Advocacy groups hope that the charges against John A. Rizzo, a now-retired longtime CIA lawyer, will lead eventually to a lawsuit in the United States over the controversial, secretive drone program, which is highly unpopular in Pakistan but has become a central tool of the Obama administration's fight against al Qaida and Taliban militants in Pakistan's remote tribal areas near Afghanistan.
The use of the unmanned drones began in 2004, but President Barack Obama has ramped it up significantly. While the CIA and other U.S. government officials don't publicly comment on the drones as a matter of policy, Washington claims privately that there are few civilian victims.
Lawyers connected with the case said they focused on Rizzo, 63, because he discussed the process of drone targeting, determining who should be "blown to bits," as he put it in an interview with Newsweek magazine earlier this year. Rizzo, who retired in 2009, described how he signed off on a monthly hit list, though he said at one point that "they tried to minimize collateral damage, especially women and children."
The charges filed in Islamabad by lawyer Shahzad Akbar — who's working with the British-based legal aid group Reprieve — are on behalf of two men who say they lost family members in drone attacks. They come as the U.S. and Pakistani militaries are struggling to patch an uneasy alliance that's been on the rocks since the May U.S. raid that killed Osama bin Laden in Pakistan.
A separate lawsuit that Akbar filed late last year in Pakistan named the CIA station chief in Islamabad. The official was forced to flee the country and U.S.-Pakistani ties were badly strained.
George Little, a CIA spokesman, didn't comment on the lawsuit specifically but said: "American counter-terrorism operations are precise, lawful and effective. They're coordinated across our government."
Though never admitted by the agency, the CIA's drone program is meant to assassinate suspected extremists hiding in Waziristan and other parts of Pakistan's tribal area, a wild mountainous region on the Afghan border. Drones are the only weapon readily available to the U.S. there, because Pakistan won't allow American soldiers on the ground.
Waziristan is almost impossible for outsiders to enter without Pakistani army escorts, so verifying drone attacks and casualties is a murky process. News stories on drone strikes often rely on unnamed Pakistani intelligence officials.

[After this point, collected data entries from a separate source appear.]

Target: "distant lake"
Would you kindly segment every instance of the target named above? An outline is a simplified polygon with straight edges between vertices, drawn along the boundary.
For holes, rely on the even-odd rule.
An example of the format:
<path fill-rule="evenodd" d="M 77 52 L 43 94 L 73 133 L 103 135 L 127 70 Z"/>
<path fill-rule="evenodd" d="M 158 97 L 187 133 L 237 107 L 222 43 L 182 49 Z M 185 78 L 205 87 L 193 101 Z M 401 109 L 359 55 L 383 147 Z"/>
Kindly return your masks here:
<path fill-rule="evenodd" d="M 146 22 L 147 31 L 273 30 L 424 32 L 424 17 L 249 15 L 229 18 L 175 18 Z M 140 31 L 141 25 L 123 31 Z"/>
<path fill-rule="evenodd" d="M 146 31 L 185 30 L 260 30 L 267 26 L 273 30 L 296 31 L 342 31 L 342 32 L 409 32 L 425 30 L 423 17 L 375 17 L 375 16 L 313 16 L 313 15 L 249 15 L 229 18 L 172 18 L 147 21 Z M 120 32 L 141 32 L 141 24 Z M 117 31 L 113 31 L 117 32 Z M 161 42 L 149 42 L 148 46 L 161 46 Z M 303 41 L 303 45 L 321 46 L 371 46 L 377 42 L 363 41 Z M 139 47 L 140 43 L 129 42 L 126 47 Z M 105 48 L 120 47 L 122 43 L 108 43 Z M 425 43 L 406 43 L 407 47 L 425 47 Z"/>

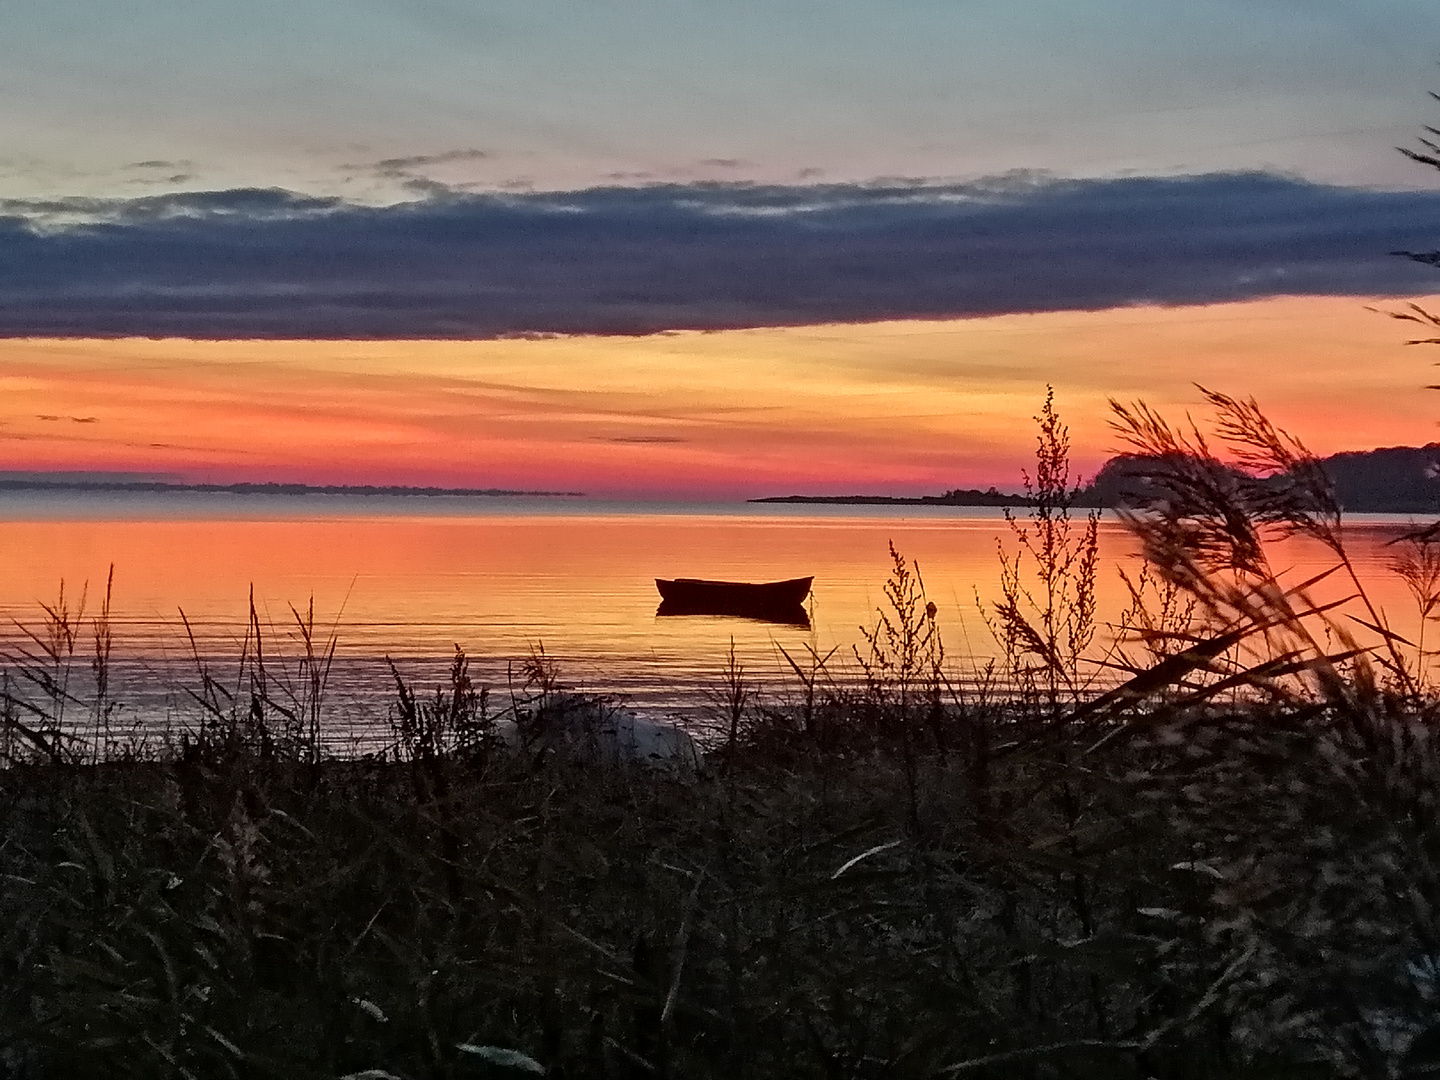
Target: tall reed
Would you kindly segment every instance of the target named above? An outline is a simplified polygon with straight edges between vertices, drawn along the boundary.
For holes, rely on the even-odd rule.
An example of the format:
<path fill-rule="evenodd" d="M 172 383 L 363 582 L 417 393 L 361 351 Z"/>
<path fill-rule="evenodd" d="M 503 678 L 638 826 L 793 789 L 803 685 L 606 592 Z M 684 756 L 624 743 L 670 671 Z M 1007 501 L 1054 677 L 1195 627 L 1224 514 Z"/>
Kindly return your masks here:
<path fill-rule="evenodd" d="M 1023 517 L 1005 509 L 1015 546 L 1000 544 L 1001 599 L 981 611 L 1000 645 L 1011 693 L 1043 703 L 1058 720 L 1062 704 L 1086 692 L 1094 671 L 1087 653 L 1096 632 L 1099 515 L 1074 519 L 1081 485 L 1070 475 L 1070 434 L 1053 387 L 1035 420 L 1035 473 L 1023 474 L 1033 508 Z"/>

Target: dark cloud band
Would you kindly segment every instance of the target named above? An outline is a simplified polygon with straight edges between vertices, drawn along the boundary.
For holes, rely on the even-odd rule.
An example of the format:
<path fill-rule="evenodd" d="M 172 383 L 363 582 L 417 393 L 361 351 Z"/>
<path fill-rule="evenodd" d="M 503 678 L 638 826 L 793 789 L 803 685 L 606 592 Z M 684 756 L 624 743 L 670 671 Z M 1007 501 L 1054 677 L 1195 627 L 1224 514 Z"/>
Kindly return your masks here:
<path fill-rule="evenodd" d="M 1440 194 L 1268 174 L 0 204 L 0 336 L 633 334 L 1440 291 Z"/>

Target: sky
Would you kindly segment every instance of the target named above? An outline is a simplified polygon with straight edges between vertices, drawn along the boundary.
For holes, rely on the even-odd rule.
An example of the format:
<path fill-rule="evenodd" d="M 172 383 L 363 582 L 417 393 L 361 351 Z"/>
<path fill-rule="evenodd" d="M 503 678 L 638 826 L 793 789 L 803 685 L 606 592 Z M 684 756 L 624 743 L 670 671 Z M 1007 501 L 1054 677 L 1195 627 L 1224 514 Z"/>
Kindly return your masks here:
<path fill-rule="evenodd" d="M 0 472 L 1013 488 L 1432 441 L 1430 0 L 0 0 Z M 1436 354 L 1440 358 L 1440 354 Z"/>

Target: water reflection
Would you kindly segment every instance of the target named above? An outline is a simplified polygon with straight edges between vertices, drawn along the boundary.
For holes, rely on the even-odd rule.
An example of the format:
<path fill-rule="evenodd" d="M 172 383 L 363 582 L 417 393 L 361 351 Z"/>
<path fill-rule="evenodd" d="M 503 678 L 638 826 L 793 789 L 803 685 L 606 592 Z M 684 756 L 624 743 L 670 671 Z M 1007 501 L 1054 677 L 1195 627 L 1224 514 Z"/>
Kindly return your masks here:
<path fill-rule="evenodd" d="M 724 605 L 718 605 L 724 607 Z M 676 617 L 704 617 L 713 619 L 742 619 L 750 622 L 773 623 L 776 626 L 794 626 L 810 629 L 810 613 L 802 604 L 760 604 L 736 605 L 732 610 L 717 610 L 715 604 L 686 603 L 683 600 L 662 600 L 655 609 L 661 619 Z"/>
<path fill-rule="evenodd" d="M 0 508 L 6 568 L 0 645 L 23 644 L 16 621 L 38 625 L 40 604 L 55 604 L 61 579 L 72 610 L 89 582 L 93 613 L 114 563 L 114 655 L 128 672 L 117 678 L 132 700 L 158 695 L 188 707 L 185 689 L 197 678 L 197 664 L 180 609 L 211 673 L 234 675 L 227 685 L 237 691 L 252 584 L 266 656 L 277 663 L 287 650 L 298 652 L 290 605 L 304 611 L 313 596 L 317 628 L 328 634 L 333 626 L 338 638 L 328 700 L 337 711 L 353 706 L 357 723 L 393 694 L 387 657 L 425 689 L 444 681 L 457 645 L 472 658 L 477 681 L 497 693 L 543 645 L 571 685 L 622 695 L 642 712 L 663 716 L 703 707 L 732 644 L 747 678 L 783 692 L 789 668 L 782 649 L 798 655 L 808 646 L 822 656 L 833 650 L 837 673 L 853 665 L 854 647 L 864 648 L 861 627 L 873 628 L 886 602 L 891 542 L 919 566 L 939 609 L 947 661 L 962 673 L 983 668 L 995 652 L 982 612 L 998 598 L 997 546 L 1014 543 L 998 512 L 963 508 L 547 507 L 535 514 L 377 510 L 370 517 L 309 519 L 292 510 L 268 520 L 107 514 L 6 520 Z M 1347 537 L 1367 589 L 1408 634 L 1414 605 L 1387 569 L 1393 549 L 1385 546 L 1403 528 L 1395 520 L 1361 520 Z M 1117 571 L 1134 558 L 1135 544 L 1109 520 L 1100 544 L 1096 601 L 1104 626 L 1127 605 Z M 1274 562 L 1294 583 L 1330 565 L 1330 556 L 1294 541 Z M 684 609 L 665 606 L 657 618 L 656 576 L 697 567 L 733 581 L 813 573 L 812 606 L 758 619 L 671 617 Z M 88 634 L 79 643 L 82 667 Z"/>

A London art gallery is preparing to open on Tuesday an exhibition of photographs by a Waziristan resident that show what he says is the aftermath of drone attacks, including images of dead and injured children.
The photographer, Noor Behram, who visited the sites of 27 drone attacks, said that one militant was killed for every 10 or 15 innocent people.
It wasn't possible for McClatchy to confirm the authenticity of Behram's often-grim photographs.
An analysis by the New America Foundation, an independent research organization in Washington, shows that 258 drone strikes have taken place in Pakistan since 2004, mostly in Waziristan. They've killed somewhere from 1,579 to 2,490 people, the foundation says.
It estimates that 20 percent of those killed were militants, though that percentage dropped to 5 percent last year, which saw a record number of 118 drone attacks.
Officially, the Pakistani government condemns the drone strikes but it secretly cooperates with them, even allowing the use of an air base from which the drones take off. However, the Pakistani military reportedly has grown opposed to the frequency with which drone strikes are used now.